Fighting Tough Cases – Marijuana Possession

No matter how bad you think your case is, the prosecution has to prove its case beyond a reasonable doubt, and its evidence cannot be the result of a violation of your constitutional rights.

In some cases that may seem hopeless to you, the prosecution will be unable to prove its case. Even if you admitted to the police that you had a bag of marijuana in the car, and they found it after you gave them permission to search the car, the state’s evidence may still have fatal flaws.

Before you to go to trial, the state must give you its evidence – if you ask for it. The evidence should include the reports of all the police involved in the arrest, the analysis of the substances found in your car that the state alleges are the illegal drugs, and often a video of the stop, questioning, search and arrest. Problems with any of that evidence could weaken the state’s case and result in the prosecution accepting a plea to a lesser charge or, in some cases, even dismissal of the case.

The prosecution’s problem may be at the beginning of the process – maybe the police had no right to stop your car in the first place. That may mean that everything that happened after the stop was the result of a violation of your constitutional rights and cannot be used to prove your guilt.

Maybe after properly stopping your car, they questioned you in an improper manner. Whether they did can be a tricky question. The problem may with the type of questions they asked, or that they required you to remain and answer questions when they had no constitutionally permissible basis to do so, or other issues. As with the improper stop, if the questioning was improper, it may have been a violation of your constitutional rights and the state may not be able to use your answers or the marijuana they found based on your answers to prove its case.

Another possibility is that the evidence was not handled properly after it was collected by the police. For example, if the container with the evidence was mislabeled by the laboratory that tested it, the result of the test may not be available for use at trial because it may not be clear that the substance tested was the same as the material taken from your car.

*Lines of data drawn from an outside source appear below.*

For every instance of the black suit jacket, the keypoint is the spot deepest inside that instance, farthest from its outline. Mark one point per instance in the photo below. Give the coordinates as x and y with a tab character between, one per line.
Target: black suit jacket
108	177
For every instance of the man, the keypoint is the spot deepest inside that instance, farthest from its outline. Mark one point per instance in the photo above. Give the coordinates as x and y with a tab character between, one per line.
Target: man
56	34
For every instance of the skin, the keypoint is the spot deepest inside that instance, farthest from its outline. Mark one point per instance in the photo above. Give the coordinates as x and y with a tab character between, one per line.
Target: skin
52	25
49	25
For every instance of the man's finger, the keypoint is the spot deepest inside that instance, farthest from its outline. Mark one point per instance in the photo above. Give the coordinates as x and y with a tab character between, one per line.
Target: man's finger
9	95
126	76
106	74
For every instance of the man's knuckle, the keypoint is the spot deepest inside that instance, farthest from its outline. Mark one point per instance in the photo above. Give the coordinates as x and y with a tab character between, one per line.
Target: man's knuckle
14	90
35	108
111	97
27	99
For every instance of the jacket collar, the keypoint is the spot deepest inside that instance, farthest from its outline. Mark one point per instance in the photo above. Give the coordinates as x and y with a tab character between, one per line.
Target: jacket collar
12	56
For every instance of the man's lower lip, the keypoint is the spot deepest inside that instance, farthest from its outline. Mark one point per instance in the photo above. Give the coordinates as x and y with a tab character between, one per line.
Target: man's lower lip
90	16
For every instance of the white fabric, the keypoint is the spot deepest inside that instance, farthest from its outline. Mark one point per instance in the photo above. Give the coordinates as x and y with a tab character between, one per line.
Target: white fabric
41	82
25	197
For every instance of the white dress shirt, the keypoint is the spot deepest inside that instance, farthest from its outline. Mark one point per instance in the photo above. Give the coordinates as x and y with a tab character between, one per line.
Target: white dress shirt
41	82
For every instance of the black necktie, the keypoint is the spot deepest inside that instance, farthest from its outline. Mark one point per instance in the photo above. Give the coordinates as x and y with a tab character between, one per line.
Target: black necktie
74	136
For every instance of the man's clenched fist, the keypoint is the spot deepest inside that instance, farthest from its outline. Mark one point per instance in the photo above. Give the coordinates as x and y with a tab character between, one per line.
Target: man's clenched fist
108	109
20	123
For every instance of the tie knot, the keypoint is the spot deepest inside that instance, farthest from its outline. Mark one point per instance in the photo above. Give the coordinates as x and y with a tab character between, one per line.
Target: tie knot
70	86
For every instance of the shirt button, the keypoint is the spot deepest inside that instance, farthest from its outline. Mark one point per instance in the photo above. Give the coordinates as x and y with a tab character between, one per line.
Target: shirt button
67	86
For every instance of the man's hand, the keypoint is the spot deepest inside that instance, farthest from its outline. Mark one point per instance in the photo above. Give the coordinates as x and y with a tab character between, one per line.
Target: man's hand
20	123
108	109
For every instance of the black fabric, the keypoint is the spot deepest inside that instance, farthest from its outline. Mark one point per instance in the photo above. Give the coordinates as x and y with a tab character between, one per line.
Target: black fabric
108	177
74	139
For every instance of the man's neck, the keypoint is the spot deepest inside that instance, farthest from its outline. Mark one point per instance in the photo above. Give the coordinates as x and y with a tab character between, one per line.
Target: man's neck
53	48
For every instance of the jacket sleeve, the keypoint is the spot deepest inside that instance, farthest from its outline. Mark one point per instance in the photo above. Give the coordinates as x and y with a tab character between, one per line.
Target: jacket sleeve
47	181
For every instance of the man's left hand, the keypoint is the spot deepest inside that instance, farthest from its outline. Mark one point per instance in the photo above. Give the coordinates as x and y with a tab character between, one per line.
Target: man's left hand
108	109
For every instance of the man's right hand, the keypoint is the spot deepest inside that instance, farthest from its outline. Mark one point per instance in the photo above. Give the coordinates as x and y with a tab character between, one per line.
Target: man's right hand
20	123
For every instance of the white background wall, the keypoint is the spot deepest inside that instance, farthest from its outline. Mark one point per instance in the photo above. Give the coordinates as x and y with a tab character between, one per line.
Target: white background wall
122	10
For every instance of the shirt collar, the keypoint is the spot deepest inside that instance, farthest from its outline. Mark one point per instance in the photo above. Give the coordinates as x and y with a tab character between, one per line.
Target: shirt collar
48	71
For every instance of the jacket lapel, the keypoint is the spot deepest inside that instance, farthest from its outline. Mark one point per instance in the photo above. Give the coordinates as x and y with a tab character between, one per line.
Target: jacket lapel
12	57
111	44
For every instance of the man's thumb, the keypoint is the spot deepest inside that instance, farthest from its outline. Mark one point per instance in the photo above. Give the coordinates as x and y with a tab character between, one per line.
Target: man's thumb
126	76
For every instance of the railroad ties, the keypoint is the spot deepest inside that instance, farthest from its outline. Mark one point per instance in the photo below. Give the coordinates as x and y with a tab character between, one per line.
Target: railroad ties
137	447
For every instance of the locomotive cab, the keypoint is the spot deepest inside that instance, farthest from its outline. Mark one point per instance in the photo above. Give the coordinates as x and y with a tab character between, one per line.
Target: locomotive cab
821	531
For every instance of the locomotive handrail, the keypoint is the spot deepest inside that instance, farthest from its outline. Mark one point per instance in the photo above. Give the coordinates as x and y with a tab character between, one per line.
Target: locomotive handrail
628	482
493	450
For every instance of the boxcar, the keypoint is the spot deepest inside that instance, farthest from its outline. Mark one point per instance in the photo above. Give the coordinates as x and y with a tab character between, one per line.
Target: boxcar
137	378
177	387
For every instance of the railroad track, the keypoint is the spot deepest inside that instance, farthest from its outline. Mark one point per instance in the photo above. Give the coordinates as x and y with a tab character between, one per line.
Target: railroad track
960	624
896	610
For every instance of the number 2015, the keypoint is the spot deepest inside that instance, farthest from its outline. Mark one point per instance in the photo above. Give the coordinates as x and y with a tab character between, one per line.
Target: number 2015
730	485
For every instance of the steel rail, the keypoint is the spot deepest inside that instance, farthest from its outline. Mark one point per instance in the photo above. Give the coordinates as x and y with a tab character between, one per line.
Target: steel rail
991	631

While law enforcement usually follows its procedures correctly, everybody makes mistakes. You won’t know whether they did in your case until you get the state’s evidence and review it with an attorney who knows how courts have treated cases with facts like yours.
We have seen cases where law enforcement has made such mistakes. When we have shown the prosecutor the problems those facts create for the state’s case, the prosecutor has often been willing to accept a plea to a less serious offense. If not, in appropriate cases, we use the problems with the state’s evidence as the basis of a vigorous defense at trial.